Setting Up and Use Testbeds

In order get familiar with NodeXP you might need to set the Node.js testing services provided (/testbeds) and start using the tool. A local machine running Node.js server will be necessary.

Firstly, you should install ‘body-parser’ and ‘express’ packages, in the GET and POST directories.

Go to ‘testbeds/GET’ directory on your local machine and paste the command below in terminal:

npm install express --save

Go to ‘testbeds/POST’ directory and paste the commands below in terminal:

npm install body-parser --save
nmp install express --save

After the correct installment of the packages you could run each service by running the command ‘node’ and the desirable js file (ex. node eval.js).

After you server is up and running, you are ready to run NodeXP and test it upon those services!

Example for GET case shown below:

python2.7 nodexp.py --url=http://localiprunningnodejsserver:3001/?name=[INJECT_HERE]

Example for POST case shown below:

python2.7 nodexp.py --url=http://localiprunningnodejsserver:3001/post.js --pdata=username=[INJECT_HERE]

Maintain & Update Payload Files

Payloads used by both Blind and Results Based Injection technique are stored in “/files/blind_payloads.txt” and in “/files/payloads.txt”.

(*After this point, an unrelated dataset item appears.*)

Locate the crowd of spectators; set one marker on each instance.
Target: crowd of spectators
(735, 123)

Payloads are written in every odd line number of text files and, in case of Results Based Injection, their expected responses are written in every even line number of the “payloads.txt” file as a list separeted with commas. Even line numbers of the “blind_payloads.txt” file are empty.

In order to stop the process of injection, “—end(nextline)—end” is used as a delimeter capable of stop parsing and injecting payloads, for both Blind and Result Based Injection cases.

Every user can maintain and update the payload txt files with its own payloads, as far as she/he follows the above instructions.

Disclaimer

The tool’s purpose is strictly academic and was developed in order to conduct my master’s thesis. It could also be helpful during the process of a penetration test on Node.js services. Any other malicious or illegal usage of the tool is strongly not recommended and is clearly not a part of the purpose of this research.